Это трудно понять и почувствовать, но более идеалистической школы в современной поэзии я не знаю. Часто метареалистов сравнивают с Бродским, ориентируясь на чисто внешние признаки, например, на ритмику и длину строки. Но это сравнение хромает слишком сильно, оно почти инвалид. У Бродского вместо Бога ничто, пустота, являющаяся сутью вещей. От этого — усталость лирического героя и постоянное его велеречивое брюзжание. (Я не говорю сейчас о “прямых” религиозных стихах поэта). У метареалистов на месте Бога — начало, соединяющее внутри себя вещи и качества совершенно разные.

А что же тогда с иронией, с цитатностью, которые стали общим местом для “новой поэтической волны”?

Как это ни странно, но у метареалистов “чистого замеса”, таких, как И.Жданов, В.Аристов и отчасти А.Парщиков цитат вы почти не встретите. (Это не исключает, конечно, культурных перекличек с предшествующими эпохами.) А вот у фигур “срединных” плана Еременко, работающих в том числе и с социумом, цитаты появляются в изобилии. Также, как и гротеск. Причем при продвижении к этому социуму гностическая религиозность испаряется. В стихах того же Еременко на место Бога поставлен человек, прикрутивший болтами сосны и способный даже создать “неудавшийся смысл цветка”. Так человек каким-то образом привносит свою духовность (или бездуховность) в окружающую его равнодушную природу. Почти то же делал до Еременко Андрей Платонов. До Платонова — философ Федоров...

Неудивительно, что перечисленные выше “заморочки” лишь на какое-то короткое время воспринимались публикой благосклонно. Описывая не вещь и событие, а прообраз их, метареалисты копали себе глубокую яму, в которую и свалились в начале 90-х. Смешно уповать на успех подобного идеализма в атеистическом государстве. Еще смешнее не искать в современной масс-культуре своей собственной ниши.
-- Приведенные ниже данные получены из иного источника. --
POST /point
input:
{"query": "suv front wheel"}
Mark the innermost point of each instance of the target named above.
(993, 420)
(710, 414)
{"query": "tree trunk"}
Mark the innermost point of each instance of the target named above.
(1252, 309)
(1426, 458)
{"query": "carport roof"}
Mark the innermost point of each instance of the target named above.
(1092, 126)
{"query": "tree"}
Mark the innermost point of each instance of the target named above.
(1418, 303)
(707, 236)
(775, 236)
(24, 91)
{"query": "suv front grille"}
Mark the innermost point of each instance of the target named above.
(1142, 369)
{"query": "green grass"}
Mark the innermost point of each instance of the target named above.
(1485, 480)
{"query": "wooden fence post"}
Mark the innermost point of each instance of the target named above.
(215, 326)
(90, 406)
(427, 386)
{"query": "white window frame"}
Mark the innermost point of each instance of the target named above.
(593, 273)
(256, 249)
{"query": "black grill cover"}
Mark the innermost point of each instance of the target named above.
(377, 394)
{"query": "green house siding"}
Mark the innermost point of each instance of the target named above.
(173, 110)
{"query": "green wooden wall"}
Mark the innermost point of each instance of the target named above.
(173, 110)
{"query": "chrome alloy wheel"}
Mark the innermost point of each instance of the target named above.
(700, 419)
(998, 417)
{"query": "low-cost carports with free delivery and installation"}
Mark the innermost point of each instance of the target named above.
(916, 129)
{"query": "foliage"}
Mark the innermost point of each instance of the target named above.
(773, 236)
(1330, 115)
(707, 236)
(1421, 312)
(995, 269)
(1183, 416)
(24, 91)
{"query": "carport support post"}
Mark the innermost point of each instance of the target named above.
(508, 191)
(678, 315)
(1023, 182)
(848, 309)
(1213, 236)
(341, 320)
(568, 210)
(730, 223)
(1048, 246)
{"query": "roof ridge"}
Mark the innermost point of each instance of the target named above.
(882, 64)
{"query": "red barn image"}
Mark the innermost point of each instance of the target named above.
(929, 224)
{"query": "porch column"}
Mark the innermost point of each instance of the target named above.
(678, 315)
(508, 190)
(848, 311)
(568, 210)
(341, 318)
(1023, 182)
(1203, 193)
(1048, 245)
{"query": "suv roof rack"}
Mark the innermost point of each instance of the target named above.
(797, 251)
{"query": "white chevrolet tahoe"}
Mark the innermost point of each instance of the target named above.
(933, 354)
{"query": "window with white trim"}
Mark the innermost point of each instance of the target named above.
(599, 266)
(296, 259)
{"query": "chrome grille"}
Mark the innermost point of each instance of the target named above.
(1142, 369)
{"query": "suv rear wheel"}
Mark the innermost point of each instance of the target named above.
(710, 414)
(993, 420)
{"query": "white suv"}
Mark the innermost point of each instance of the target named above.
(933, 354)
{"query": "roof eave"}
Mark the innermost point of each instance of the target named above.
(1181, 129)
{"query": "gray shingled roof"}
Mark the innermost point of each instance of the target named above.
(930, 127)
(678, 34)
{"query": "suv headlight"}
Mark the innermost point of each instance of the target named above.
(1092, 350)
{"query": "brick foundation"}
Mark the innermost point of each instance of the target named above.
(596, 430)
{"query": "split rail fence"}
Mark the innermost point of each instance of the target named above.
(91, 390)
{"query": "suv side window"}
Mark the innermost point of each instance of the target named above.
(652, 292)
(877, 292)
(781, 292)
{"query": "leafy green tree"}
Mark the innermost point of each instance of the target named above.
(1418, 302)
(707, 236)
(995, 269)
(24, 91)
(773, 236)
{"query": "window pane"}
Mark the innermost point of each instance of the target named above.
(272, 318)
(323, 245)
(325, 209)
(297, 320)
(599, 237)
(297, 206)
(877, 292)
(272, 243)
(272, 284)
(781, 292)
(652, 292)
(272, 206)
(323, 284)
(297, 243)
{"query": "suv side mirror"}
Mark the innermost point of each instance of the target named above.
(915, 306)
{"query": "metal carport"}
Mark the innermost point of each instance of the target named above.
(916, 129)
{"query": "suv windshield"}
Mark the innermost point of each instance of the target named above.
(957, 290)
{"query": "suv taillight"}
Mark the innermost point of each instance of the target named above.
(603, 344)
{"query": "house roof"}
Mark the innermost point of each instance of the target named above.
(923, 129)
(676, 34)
А такой ниши, по-видимому, и быть не может. Ведь сегодняшнее художественное бытие утверждает все то, от чего метареалисты бежали, как от чумы, — простоту, доступность, политическую спекулятивность, обозначение себя в культуре вместо “делания” и себя, и культуры... Эти параметры, кстати, характерны и для постмодернизма, который в глубинной своей сущности строится на отсутствии каких-либо предпочтений, на той идее, что в обезбоженном мире все равно всему. У метареалистов же все не равно всему хотя бы потому, что предполагается бытие Создателя сущностей. Следовательно, есть система предпочтений, шкала ценностей, вертикаль вместо горизонтали... Не какговорить, а что говорить.

В этом смысле метареализм, возможно, вообще не является частью постмодернистской культуры, вернее, стремится вырваться из ее крепких и равнодушных объятий.

А вырвавшись, остается один, обнаружив, что постмодерн и масскульт близнецы-братья...

На сегодняшний день метареализм как школа прекратил свое существование. Но люди, его создавшие, еще живы.

Они понимают, что сеяли на камне, что зерно их умерло.

Но как сказал один проповедник, если зерно умрет, то даст много плодов...

 

                                                  96.